Tampines to get CNG station in 2011

By the middle of next year, owners of 5,500 or so compressed natural gas (CNG) vehicles plying here - half of them cabs - can top up at one more refuelling station.

This will bring their number in Singapore to six.

Union Energy, which runs Trans-Cab, Singapore’s second-biggest cab company, has secured a 100,000 sq ft site in Tampines Street 92 to build a CNG station - its second since opening a 76,000 sq ft facility in Old Toh Tuck Road a little over a year ago.

The company, owned by businessman Teo Kiang Ang, has also made a bid for rival Smart Taxis’ two CNG stations in Mandai and Serangoon.

Although discussions on the purchase of Smart’s stations have stalled, Mr Teo said that ‘if the price is right, we can talk again’.

If he is eventually successful in his bid, he will practically have a monopoly of the CNG refuelling market.

There are only two other small refuelling kiosks - in Jalan Buroh and on Jurong Island, both operated by joint ventures between Singapore Petroleum Company and Sembcorp Gas.

CNG is considered to be environmentally friendlier than petrol and diesel because it produces less carbon and other emissions. It is also cheaper, costing around $1.40 a kg. One kg of gas is equivalent to 1.3 litres of petrol, which today costs $1.90 a litre.

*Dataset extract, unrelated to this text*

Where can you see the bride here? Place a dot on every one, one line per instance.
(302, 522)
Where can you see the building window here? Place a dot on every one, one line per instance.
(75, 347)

CNG is currently duty-free. But even if a duty of 20 cents a kg is phased in from 2012, as has been announced, it is likely to still be cheaper than petrol.

Mr Teo did not want to reveal his offer price for Smart’s stations, saying it was confidential.

Mr Johnny Harjantho, managing director of Smart, also declined to shed light on why the deal fell through.

When asked why he is selling the stations, Mr Harjantho said: ‘I am a businessman, so whoever makes me an offer, I will look at it. I’m here to make profit.’

Trans-Cab’s Tampines refuelling station will also house a taxi workshop that will help it cope with a fast-expanding fleet.

Mr Teo said half of his fleet of about 4,000 taxis run on diesel, and the other half on CNG. ‘I’m expanding for the future,’ he said.

Recently, he also said that he was aiming to grow his cab fleet - second only to ComfortDelGro’s 15,600 - to 8,000 by 2014.

But he added a qualifier yesterday: ‘If the situation allows, we will,’ he said, referring to the escalating certificate of entitlement (COE) prices.

COE prices - which have trebled from a year ago to more than $47,000 for cabs - are expected to have a significant impact on larger operators because they usually have a bigger pool of ageing cabs to replace.

ComfortDelGro spokesman Tammy Tan, however, said her company’s fleet is relatively young.

‘We are watching COE prices closely and may slow the replacement of our fleet if the increases persist,’ she said. ‘We have no plans at this point to increase rentals.’

Smart’s Mr Harjantho said COE prices are not the only problem cab companies are facing.

‘COE is No. 1, but we are also finding it hard to manage insurance costs,’ he said.

Insurance companies are generally reluctant to cover taxis because of their relatively high accident claims. Those which do often impose a high ‘excess’ - an initial amount the insured is liable for before the insurer pays.

‘Our excess is $5,000 a cab,’ Mr Harjantho said, adding that insurance-related expenses cost Smart ‘millions of dollars’ each year.